Anyway, what mix ratio should be used in these old relics? I figure it wasn't 50:1 when these were made but will they work fine with modern oils at that ratio? I usually mix rich 40:1 on all my stuff and have no problems. I also use the Stihl HP Ultra white or silver bottle synthetic mix.

Thanks,

Conor


----------



## adkranger (Oct 4, 2010)

You'll be fine with your normal mix that you use in your other saws. The change in ratios over the years has more to do with the quality of oils as anything. I run the same mix in all my saws regardless of vintage with no problems. The key in my mind is quality mix, fresh petro and run the saws to keep 'em lubed.


----------



## bobt (Oct 4, 2010)

Hey Conor, Just use the mix you normally use. They will be fine. Actually when those saws were in their heyday, the oil from Stihl was mixed at the same ratio. I would get them running if possible before selling them. But for my money nothing in 60CC will ever be better than your 041. They were very, very good saws. They didn't rev like new saws, but had power by the hour. Yes, a little heavy, AV not as good as new saws, but dependable. Try it, you"ll like it!

Bob


----------



## stihl_collector (Oct 4, 2010)

reagrdless of how old or new they are all of ours run 25:1, never had 1 problem with any 2 strokes we've owned.


----------



## bobt (Oct 4, 2010)

stihl_collector said:


> reagrdless of how old or new they are all of ours run 25:1, never had 1 problem with any 2 strokes we've owned.

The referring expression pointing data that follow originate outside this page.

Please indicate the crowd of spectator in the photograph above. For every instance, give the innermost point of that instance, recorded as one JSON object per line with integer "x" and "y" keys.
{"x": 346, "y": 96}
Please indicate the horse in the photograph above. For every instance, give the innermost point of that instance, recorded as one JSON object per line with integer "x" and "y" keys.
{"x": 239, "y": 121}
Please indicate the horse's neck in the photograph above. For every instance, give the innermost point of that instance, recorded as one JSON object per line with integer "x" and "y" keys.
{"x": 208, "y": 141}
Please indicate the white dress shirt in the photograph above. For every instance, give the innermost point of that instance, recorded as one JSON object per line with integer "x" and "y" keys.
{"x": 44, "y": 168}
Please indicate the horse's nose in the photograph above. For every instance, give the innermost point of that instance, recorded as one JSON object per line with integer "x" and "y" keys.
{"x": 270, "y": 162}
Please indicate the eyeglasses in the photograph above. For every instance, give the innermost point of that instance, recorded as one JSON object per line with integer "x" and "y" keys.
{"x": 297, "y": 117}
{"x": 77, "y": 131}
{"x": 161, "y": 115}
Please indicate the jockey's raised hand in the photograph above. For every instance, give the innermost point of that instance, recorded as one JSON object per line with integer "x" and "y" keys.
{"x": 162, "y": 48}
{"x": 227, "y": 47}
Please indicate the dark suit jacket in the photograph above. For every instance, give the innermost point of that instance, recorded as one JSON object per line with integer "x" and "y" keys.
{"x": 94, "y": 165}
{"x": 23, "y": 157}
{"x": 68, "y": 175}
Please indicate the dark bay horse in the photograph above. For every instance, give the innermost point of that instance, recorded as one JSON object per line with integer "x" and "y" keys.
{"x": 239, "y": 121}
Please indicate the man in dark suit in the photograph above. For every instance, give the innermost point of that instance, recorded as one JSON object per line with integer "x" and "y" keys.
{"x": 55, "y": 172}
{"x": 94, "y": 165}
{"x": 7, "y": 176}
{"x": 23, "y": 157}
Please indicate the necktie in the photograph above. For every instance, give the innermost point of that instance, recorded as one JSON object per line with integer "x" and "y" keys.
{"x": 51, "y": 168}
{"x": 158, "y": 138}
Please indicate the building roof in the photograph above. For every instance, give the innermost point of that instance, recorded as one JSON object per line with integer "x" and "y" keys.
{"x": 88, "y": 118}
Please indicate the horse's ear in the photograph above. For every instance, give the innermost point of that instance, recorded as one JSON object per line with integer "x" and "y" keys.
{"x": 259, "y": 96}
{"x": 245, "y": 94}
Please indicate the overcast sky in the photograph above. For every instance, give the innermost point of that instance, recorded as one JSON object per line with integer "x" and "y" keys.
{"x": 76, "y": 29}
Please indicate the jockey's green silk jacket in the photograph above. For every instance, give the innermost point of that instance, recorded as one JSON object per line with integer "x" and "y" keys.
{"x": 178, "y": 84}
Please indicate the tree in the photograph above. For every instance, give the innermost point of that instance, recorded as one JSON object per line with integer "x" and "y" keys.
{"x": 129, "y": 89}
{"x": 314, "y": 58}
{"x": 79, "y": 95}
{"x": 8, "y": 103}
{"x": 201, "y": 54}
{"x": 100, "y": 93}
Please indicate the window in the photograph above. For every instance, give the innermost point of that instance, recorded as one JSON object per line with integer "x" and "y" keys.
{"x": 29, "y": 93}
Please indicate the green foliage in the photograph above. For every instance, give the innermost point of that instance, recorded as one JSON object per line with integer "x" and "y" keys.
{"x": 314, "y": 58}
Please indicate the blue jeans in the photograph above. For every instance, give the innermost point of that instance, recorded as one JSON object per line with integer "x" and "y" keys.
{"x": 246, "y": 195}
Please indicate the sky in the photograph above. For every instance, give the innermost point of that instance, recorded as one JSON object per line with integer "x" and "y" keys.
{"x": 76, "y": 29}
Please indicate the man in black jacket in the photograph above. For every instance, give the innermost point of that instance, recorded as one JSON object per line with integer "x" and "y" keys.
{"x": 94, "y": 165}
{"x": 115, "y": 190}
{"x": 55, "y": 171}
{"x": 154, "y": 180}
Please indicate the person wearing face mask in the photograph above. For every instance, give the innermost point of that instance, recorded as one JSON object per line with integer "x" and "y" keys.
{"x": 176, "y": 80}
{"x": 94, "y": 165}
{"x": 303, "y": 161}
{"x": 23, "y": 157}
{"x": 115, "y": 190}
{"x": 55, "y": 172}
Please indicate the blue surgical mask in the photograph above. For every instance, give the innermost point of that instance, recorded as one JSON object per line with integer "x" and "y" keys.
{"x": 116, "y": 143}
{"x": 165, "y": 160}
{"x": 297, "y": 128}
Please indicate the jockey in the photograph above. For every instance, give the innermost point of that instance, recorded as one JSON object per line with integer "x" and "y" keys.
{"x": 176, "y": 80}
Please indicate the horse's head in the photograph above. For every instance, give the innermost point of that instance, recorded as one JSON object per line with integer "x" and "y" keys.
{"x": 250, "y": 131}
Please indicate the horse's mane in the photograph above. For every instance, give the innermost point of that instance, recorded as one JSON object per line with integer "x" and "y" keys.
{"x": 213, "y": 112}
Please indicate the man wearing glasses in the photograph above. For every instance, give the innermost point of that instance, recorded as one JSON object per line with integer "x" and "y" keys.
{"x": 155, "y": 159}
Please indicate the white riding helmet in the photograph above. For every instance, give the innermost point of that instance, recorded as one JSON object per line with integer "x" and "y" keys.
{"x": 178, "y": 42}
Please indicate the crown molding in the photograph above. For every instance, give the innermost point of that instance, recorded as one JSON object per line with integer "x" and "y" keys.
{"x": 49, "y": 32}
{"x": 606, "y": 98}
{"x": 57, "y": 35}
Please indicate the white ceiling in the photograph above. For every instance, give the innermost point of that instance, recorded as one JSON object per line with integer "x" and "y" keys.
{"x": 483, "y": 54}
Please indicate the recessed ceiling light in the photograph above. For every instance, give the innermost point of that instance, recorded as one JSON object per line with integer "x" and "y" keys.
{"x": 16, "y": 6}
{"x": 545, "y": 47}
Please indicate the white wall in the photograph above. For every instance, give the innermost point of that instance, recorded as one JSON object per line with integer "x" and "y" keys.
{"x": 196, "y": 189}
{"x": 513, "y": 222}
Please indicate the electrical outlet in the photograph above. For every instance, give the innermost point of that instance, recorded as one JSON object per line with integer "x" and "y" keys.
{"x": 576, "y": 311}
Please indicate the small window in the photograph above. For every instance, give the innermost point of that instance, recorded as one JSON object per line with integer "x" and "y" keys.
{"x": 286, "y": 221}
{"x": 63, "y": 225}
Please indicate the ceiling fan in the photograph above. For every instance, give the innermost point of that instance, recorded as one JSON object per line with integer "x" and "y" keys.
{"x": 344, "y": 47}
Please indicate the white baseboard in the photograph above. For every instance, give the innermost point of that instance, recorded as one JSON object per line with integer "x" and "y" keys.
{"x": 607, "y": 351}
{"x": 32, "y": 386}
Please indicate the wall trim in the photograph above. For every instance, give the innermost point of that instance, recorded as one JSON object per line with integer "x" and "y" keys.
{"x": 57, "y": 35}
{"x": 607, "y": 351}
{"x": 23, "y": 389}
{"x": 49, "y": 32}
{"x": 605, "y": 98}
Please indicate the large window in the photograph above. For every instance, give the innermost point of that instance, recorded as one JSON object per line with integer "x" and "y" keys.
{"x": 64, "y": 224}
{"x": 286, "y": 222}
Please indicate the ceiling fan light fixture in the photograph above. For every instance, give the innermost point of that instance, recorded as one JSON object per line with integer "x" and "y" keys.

25:1,,,,,,??? Really? Hmm, must be a misprint.


----------



## galde (Oct 4, 2010)

Any saw with a chromed or nikasiled bore regardless of age should do fine with the newer mixes at 50:1 or 40:1. I am not sure about the really old saws with cast iron bore liners.


----------



## stihl_collector (Oct 4, 2010)

bobt said:


> 25:1,,,,,,??? Really? Hmm, must be a misprint.



No misprint.


----------



## BruceG (Feb 27, 2013)

*Owners Manual -041 AV electronic*

The manual said to use a high quality snowmobile oil with a mixture of 25 to one. It also said to use regular gas. Not unleaded. 

Before trying to start up my old saw , I also wanted to check on what I should do. The 041 AV electronic was originally purchased May 1977 but has sat for over 6years and probably longer.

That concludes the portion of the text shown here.